This week, I edited a paper that had a word limit of 8000. When I received it, the paper had 8905 words. The client asked me to cut as much as possible and to suggest sections that might be reduced. I was determined to return the paper with less than 8000 words—making writing more concise is one of my favorite things to do!
There were many ways I reduced the word count to 7964. When I’d finished, not only was the word count below the limit, but also the paper was much easier to read. While we hope papers are published for their academic merit, being readable can’t hurt.
Here are some of the ways I reduced the word count. To protect the author’s confidentiality, I’ll invent a paper topic: Let’s pretend the paper studied the effect of growing multiple varieties of pumpkin on farm profits in the fall season.
Replace groups of words with a better word
“growing large amounts of pumpkins” → “growing many pumpkins”
“in the farm environment” → “in farming” or “on the farm”
“the pumpkins appearing in the photos” → “the pumpkins pictured”
Remove lengthy introductions
“As can be illustrated with the color of pumpkins, there are many options” → “As seen with the color of pumpkins, there are many options” or possibly “Consider the color of pumpkins: there are many options”

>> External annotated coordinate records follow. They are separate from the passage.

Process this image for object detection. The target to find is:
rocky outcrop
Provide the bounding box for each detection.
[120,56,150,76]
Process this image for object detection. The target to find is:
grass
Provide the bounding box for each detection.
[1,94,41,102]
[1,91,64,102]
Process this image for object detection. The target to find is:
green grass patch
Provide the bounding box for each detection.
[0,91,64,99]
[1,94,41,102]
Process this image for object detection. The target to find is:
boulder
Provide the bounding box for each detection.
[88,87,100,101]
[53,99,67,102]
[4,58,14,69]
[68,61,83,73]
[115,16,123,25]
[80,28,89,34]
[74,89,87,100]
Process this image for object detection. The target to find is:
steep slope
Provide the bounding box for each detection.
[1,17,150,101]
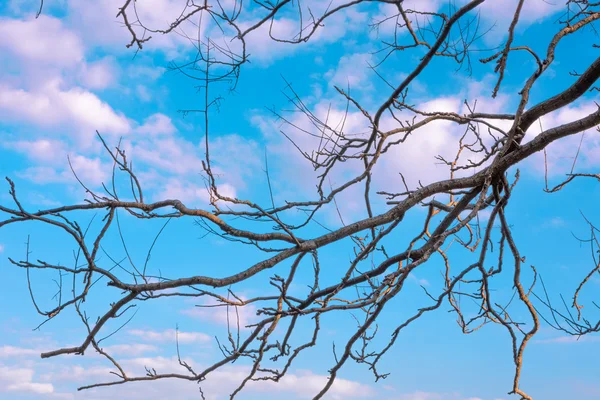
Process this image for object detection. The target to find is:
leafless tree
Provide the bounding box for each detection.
[0,0,600,399]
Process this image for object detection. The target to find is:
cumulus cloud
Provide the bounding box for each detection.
[0,80,130,138]
[127,329,211,343]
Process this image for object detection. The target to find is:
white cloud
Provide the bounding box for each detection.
[181,301,257,328]
[0,15,84,67]
[0,80,130,138]
[80,57,117,89]
[0,364,54,395]
[325,53,373,92]
[17,154,110,187]
[0,346,41,358]
[2,139,67,163]
[127,329,211,343]
[135,113,177,135]
[103,343,159,357]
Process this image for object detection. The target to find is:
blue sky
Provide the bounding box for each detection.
[0,0,600,400]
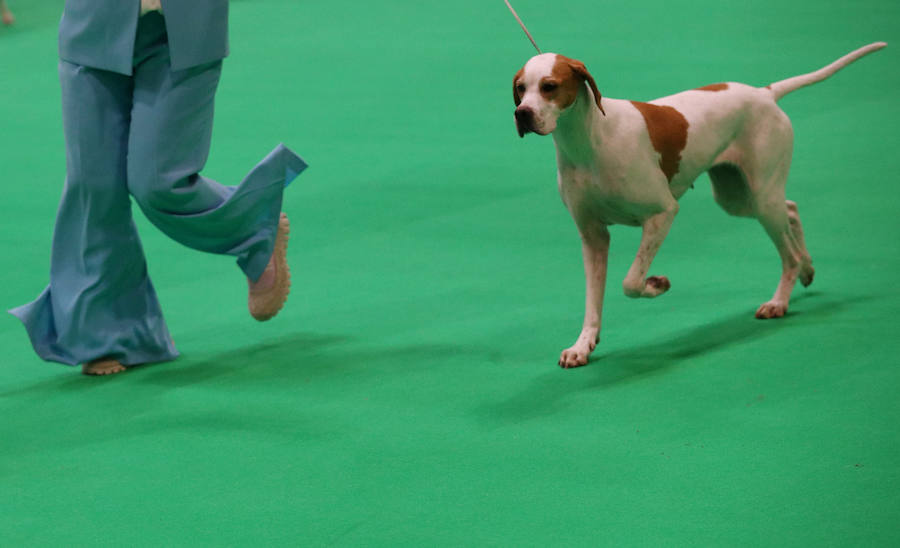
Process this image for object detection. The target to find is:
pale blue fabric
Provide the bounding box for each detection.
[59,0,228,75]
[10,10,306,365]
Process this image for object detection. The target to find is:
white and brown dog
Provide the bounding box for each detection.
[513,42,886,367]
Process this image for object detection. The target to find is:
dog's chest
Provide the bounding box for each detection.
[558,168,661,226]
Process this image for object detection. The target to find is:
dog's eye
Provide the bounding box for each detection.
[541,82,559,93]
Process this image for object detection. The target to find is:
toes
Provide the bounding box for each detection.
[756,302,787,320]
[647,276,672,293]
[559,350,587,369]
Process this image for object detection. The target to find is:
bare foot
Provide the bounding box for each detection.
[81,358,125,375]
[247,213,291,322]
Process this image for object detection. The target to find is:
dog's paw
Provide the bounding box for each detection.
[644,276,672,297]
[756,301,787,320]
[559,346,590,369]
[622,276,672,299]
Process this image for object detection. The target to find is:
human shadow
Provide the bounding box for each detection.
[478,291,874,421]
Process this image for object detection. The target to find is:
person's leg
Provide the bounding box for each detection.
[128,13,306,292]
[10,61,178,372]
[0,0,16,25]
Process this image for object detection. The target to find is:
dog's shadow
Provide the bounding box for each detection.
[478,291,874,422]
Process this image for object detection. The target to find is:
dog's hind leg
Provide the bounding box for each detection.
[786,200,816,287]
[559,224,609,369]
[756,187,813,319]
[622,203,678,298]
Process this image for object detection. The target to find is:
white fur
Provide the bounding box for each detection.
[518,43,885,367]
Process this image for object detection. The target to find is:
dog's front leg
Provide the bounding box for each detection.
[622,206,678,298]
[559,225,609,369]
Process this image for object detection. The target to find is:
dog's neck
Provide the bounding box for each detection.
[553,86,602,167]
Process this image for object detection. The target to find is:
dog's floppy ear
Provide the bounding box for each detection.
[513,68,525,106]
[568,59,606,116]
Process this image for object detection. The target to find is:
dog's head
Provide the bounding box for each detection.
[513,53,603,137]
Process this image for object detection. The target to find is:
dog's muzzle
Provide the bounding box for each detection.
[516,107,534,137]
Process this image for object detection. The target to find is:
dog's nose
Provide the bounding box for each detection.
[516,107,534,137]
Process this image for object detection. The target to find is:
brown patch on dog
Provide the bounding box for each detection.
[541,55,606,115]
[513,67,525,106]
[696,84,728,91]
[631,101,688,183]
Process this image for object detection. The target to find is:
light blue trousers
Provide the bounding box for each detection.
[10,13,306,365]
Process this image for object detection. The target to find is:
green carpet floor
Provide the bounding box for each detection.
[0,0,900,546]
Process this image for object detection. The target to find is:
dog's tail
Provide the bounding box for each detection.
[766,42,887,101]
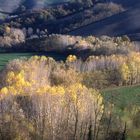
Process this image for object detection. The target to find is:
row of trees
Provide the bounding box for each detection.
[0,56,104,140]
[0,53,140,140]
[67,52,140,88]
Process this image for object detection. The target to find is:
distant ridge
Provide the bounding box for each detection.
[68,2,140,40]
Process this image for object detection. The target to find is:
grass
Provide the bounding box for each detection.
[0,53,34,70]
[102,85,140,109]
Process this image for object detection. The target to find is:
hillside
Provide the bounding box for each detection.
[69,2,140,40]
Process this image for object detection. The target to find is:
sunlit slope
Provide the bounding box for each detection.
[69,2,140,39]
[0,0,67,12]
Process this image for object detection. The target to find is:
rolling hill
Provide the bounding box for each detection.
[68,2,140,40]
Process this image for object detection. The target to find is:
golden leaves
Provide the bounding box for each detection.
[66,55,77,62]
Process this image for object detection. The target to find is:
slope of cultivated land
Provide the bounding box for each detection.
[68,2,140,40]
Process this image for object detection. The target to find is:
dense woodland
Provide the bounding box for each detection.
[0,0,140,140]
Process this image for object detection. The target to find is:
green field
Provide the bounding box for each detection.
[102,85,140,109]
[0,53,67,70]
[0,53,34,69]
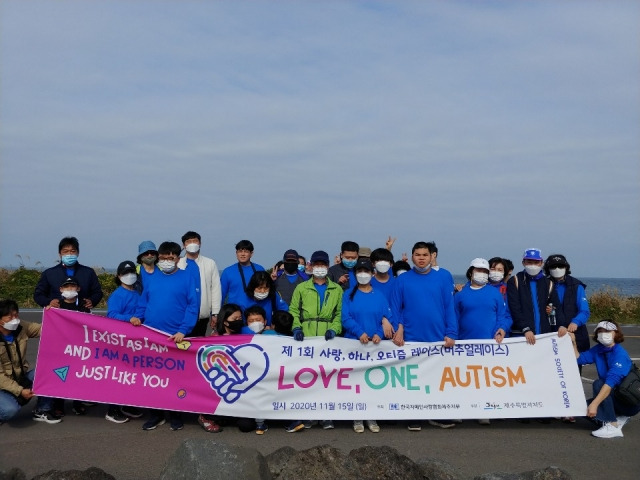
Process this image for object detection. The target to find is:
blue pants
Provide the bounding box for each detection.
[589,378,640,422]
[0,370,53,422]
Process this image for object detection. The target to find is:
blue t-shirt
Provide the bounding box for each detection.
[342,288,393,339]
[391,270,458,342]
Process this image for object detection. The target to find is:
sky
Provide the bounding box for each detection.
[0,0,640,277]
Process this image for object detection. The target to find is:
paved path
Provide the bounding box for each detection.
[0,312,640,480]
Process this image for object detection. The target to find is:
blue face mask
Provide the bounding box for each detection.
[61,255,78,267]
[342,258,358,268]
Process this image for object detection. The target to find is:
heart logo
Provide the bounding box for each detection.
[197,343,269,403]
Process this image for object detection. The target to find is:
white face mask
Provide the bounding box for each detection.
[3,318,20,332]
[376,261,391,273]
[184,243,200,253]
[524,265,542,277]
[158,260,176,273]
[598,332,613,346]
[489,270,504,283]
[471,272,489,285]
[313,267,329,278]
[120,273,138,286]
[247,322,264,333]
[356,272,371,285]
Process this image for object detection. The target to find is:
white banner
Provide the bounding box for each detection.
[216,334,587,420]
[34,309,587,420]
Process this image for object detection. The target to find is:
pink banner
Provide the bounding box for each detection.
[34,309,258,413]
[34,309,586,420]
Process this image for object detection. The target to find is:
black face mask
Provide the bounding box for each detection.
[224,320,244,333]
[284,263,298,275]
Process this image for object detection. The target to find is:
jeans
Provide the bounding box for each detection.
[589,378,640,422]
[0,370,52,422]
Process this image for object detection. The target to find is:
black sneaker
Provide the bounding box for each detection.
[32,410,62,424]
[407,422,422,432]
[169,413,184,432]
[429,420,456,428]
[256,422,268,435]
[120,407,144,418]
[285,420,304,433]
[104,408,129,423]
[71,400,87,415]
[142,415,166,430]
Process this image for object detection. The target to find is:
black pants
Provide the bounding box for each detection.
[187,317,210,337]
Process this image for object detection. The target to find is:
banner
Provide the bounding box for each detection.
[34,309,587,420]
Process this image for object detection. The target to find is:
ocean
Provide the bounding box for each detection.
[453,275,640,297]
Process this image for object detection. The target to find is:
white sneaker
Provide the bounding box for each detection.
[367,420,380,433]
[591,422,624,438]
[616,415,631,430]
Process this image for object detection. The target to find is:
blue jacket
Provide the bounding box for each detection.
[136,268,200,335]
[107,286,140,322]
[507,271,552,335]
[391,270,458,342]
[220,262,264,304]
[551,275,591,352]
[453,284,511,340]
[342,288,393,340]
[578,343,632,388]
[237,293,289,333]
[33,263,103,308]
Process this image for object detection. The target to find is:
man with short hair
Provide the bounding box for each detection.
[275,250,309,305]
[178,231,222,337]
[135,242,200,430]
[289,250,342,430]
[391,242,458,431]
[33,237,102,309]
[507,248,558,345]
[220,240,264,304]
[329,241,360,290]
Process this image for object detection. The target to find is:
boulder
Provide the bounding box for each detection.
[276,445,344,480]
[32,467,116,480]
[0,468,27,480]
[345,446,423,480]
[160,439,272,480]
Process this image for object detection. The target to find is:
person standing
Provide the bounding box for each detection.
[178,231,222,337]
[33,237,103,310]
[289,250,342,430]
[391,242,458,431]
[544,254,591,352]
[507,248,559,345]
[135,242,200,430]
[275,250,309,305]
[328,241,360,290]
[220,240,264,303]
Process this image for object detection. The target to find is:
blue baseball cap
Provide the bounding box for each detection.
[311,250,331,265]
[522,248,544,260]
[138,240,158,255]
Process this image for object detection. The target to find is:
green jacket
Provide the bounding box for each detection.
[289,278,342,337]
[0,320,41,396]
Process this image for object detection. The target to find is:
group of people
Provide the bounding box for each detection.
[0,231,640,438]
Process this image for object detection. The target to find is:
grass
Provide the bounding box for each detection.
[0,266,640,324]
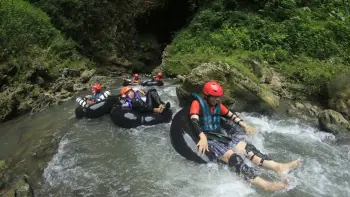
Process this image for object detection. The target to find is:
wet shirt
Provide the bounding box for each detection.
[190,100,229,116]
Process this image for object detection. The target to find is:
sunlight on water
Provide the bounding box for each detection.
[39,79,350,197]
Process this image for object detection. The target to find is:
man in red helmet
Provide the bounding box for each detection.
[190,81,300,191]
[120,86,170,113]
[131,73,141,85]
[85,84,103,104]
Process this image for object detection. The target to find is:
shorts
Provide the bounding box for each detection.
[208,137,244,160]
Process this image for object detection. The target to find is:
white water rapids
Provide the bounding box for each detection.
[5,82,350,197]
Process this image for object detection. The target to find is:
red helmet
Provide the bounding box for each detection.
[120,86,132,96]
[91,84,102,92]
[203,81,224,96]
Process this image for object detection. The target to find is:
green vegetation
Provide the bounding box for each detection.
[30,0,164,62]
[0,0,89,85]
[165,0,350,95]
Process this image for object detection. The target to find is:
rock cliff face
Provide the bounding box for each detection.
[0,0,197,123]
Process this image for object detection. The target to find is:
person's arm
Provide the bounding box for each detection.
[226,111,256,133]
[191,114,209,155]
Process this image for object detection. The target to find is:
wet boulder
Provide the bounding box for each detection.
[318,109,350,134]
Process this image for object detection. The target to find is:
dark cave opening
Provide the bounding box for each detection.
[136,0,197,51]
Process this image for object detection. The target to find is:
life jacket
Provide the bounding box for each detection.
[193,93,221,132]
[154,77,162,81]
[89,92,103,103]
[132,77,140,83]
[124,91,141,109]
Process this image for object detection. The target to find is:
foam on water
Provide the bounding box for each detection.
[39,82,350,197]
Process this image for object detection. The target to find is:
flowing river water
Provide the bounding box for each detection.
[0,81,350,197]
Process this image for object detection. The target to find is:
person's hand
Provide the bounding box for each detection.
[244,126,256,134]
[138,90,145,96]
[153,108,164,114]
[197,133,209,155]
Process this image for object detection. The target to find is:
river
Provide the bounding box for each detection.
[0,81,350,197]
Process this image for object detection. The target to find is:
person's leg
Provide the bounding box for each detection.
[235,141,300,174]
[221,150,288,191]
[146,89,170,108]
[208,140,288,191]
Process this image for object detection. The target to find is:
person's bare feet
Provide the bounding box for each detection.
[277,159,301,175]
[265,180,289,191]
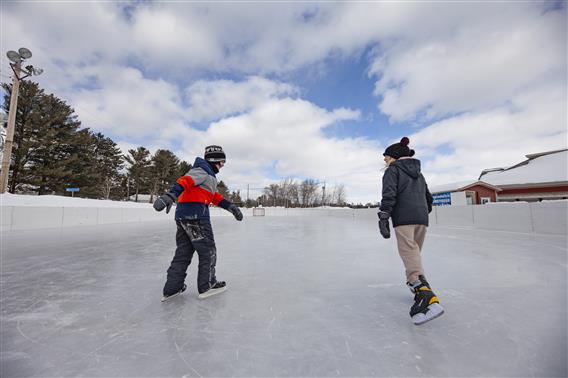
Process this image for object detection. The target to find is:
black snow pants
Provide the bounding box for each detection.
[164,219,217,295]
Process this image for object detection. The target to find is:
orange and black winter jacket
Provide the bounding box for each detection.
[170,157,231,219]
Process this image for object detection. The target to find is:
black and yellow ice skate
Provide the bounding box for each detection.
[408,276,444,325]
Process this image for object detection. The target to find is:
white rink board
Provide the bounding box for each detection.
[2,201,568,235]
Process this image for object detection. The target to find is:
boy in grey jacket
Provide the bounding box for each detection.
[379,137,444,324]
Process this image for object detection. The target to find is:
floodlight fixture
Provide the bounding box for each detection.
[18,47,32,59]
[6,50,22,63]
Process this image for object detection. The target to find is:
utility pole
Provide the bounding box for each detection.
[321,180,325,206]
[0,47,43,193]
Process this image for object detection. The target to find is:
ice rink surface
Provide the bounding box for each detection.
[0,216,567,377]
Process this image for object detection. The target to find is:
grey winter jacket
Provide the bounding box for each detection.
[380,158,433,227]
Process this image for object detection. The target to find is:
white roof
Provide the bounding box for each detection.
[428,179,477,193]
[480,150,568,186]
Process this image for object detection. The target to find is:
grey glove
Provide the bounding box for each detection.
[154,193,176,214]
[378,211,390,239]
[227,203,243,221]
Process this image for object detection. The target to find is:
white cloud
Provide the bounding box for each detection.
[161,98,381,202]
[70,66,184,139]
[370,3,566,121]
[410,82,568,184]
[0,2,566,202]
[186,76,299,121]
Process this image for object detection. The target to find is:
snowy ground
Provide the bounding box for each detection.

Rearrange “of” phrases if possible
“the color of pumpkins” → “pumpkin color”
“the use of hoses” → “hose use”
Remove “in order” from “in order to”
Remove “furthermore,” “additionally,” “moreover,” and other such words; one or two might aid readability, but they are often overused—not every item in a paragraph needs such an introduction
Replace long noun-filled phrases with a verb
“pumpkins are the possessors of nutrients” → “pumpkins possess nutrients”
“pumpkin color has an impact on sales” → “pumpkin color impacts sales”
“to obtain a better understanding of the colors” → “to better understand the colors”
Remove passive voice, which often adds words
“Increased pumpkin growth has been seen by farmers” → “Farmers have seen increased pumpkin growth”
“Similar results were found by Smith et al.” → “Smith et al. found similar results”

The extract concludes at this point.